Markets
The core bond yield slide finally halted on Friday, with some help of the technical charts. The US 10y yield (+6.1 bps) for example touched and then rebounded off 3.42% which marks both the December lows and the 50% retracement of the August-October yield rally. Other yields moved 7.5-8.9 bps higher in the 2y-5y bucket and 3.4 bps at the longest maturity. German yields only rose between 0.9 and 3.4 bps but that’s hiding intraday moves of more than 7 bps. Despite the (US) yield advance, Wall Street erased a 1% opening drop to go into the long weekend 0.3-0.71% higher. This was supported by the U. of Michigan consumer confidence. The series improved more than expected, both in terms of the current assessment and future expectations. In addition, inflation expectations for the year ahead fell from 4.4% to 4%. The upbeat sentiment also weighed on the dollar. The greenback was looking for a bottom in European dealings but eventually closed mixed, at best. EUR/USD stabilized near a nine-month high above 1.08. The trade-weighted index lost another support level at 102.34 (62% retracement of the 2022 rally). The Japanese yen continued to outperform all major peers on speculation the BoJ will deliver more policy tweaks at its meeting this Wednesday. USD/JPY tumbled from 129.25 to 127.87. Sterling recovered a tad. Production figures were a mixed bag but perhaps the currency finally took comfort from the EU and UK planning to settle the NI protocol dispute this week once and for all. EUR/GBP ended the week at 0.8857.
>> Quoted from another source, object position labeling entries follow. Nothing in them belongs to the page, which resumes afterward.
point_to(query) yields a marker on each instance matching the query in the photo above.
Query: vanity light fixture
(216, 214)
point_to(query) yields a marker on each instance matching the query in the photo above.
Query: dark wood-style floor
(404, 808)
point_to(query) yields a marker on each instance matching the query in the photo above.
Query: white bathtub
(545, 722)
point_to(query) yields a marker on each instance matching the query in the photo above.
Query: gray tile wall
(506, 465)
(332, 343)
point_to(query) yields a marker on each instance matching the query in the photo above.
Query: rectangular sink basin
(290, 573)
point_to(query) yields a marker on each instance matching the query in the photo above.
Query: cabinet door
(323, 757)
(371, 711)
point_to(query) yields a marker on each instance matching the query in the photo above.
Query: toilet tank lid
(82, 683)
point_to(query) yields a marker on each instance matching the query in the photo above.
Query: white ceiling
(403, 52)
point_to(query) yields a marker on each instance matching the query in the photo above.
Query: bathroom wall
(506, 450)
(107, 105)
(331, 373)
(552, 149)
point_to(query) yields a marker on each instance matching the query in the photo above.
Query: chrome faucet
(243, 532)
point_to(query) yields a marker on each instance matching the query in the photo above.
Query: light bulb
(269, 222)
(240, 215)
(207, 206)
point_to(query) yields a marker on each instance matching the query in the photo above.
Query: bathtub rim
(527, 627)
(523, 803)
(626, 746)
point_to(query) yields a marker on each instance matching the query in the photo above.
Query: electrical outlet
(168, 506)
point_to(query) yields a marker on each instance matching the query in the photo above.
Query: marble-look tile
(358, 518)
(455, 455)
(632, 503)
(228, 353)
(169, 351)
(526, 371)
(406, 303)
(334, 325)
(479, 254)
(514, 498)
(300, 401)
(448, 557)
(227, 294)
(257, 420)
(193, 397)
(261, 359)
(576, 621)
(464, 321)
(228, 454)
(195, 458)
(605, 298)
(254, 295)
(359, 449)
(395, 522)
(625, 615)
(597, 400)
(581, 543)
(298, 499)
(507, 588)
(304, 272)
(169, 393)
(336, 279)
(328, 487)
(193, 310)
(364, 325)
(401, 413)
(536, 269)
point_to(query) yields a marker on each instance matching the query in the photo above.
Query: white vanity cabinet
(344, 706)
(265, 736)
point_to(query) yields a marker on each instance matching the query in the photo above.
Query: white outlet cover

Asian stocks this morning trade mostly in the green, with the exception of Japan. The BoJ meeting remains talk of the town. Japan’s 10y yield again climbs beyond the 0.5% cap, renewing pressure on the central bank to intervene. The Japanese yen takes a breather today though. China’s PBOC has injected less cash via policy loans than expected this morning while keeping the rate unchanged. The country celebrates the Lunar New Year holidays next week and funding demand typically rises going into this period. US financial markets (bonds and equities) are closed for Martin Luther King Jr. Day today. This means a slow start of the week, especially with no important economic data scheduled for release in Europe. The US dollar currently trades in the defensive. We have no reasons to assume a sudden comeback of the greenback today. Next resistance in EUR/USD is located at 1.0942. Support for DXY kicks in at 101.297 (May 2022 correction low). Worth mentioning is the start of the World Economic Forum in Davos today. The gathering of world’s political and business elite runs through January 20.
News Headlines
Rating agency Fitch on Friday affirmed the Polish A credit rating with a stable outlook. It reflects the country’s diversified economy, its fairly sound macroeconomic framework supported by its EU membership and its slightly lower public debt levels in comparison with rated peers. This is balanced against lower governance indicators and income levels than the ‘A’ medians. Fitch expects Polish growth to slow from 5.7% last year to 1.1% this year, before rebounding to 2.6% in 2024. Inflation is set to average 15.5% over 2023, up from 14.3% in 2022. It is only forecasted to return to 7.7% in 2024, leaving no scope for the NBP to engage on an easing cycle. The Polish budget deficit is expected to widen to 5% of GDP this year, up from 3% in 2022 and before returning to that level in 2024. Debt metrics should put the debt ratio back on a modest downward trajectory in 2023-2024 after reaching 50.4% in 2022. The Polish zloty for almost three months now, is holding an extremely narrow range between 4.65 and 4.70.
US Treasury Secretary Yellen in a letter to Republican House majority speaker McCarthy informed him that from January 19 onwards, will begin taking special accounting measures to avoid breaching the US debt limit. Currently, US debt subject to the limit sits around $78bn below it ($31.4tn). Yellen said that it is unlikely that cash and extraordinary measures will be exhausted before early June with analysts guesstimating that the Treasury will run out of cash around August without boost to the debt ceiling. This could trigger a lengthy stalemate in split Congress with Republicans demanding spending cuts as a quid pro quo for raising the ceiling with Democrats rejecting such hostile-taking maneuvers and demanding a straight-forward increase to be able to honor previous political commitments.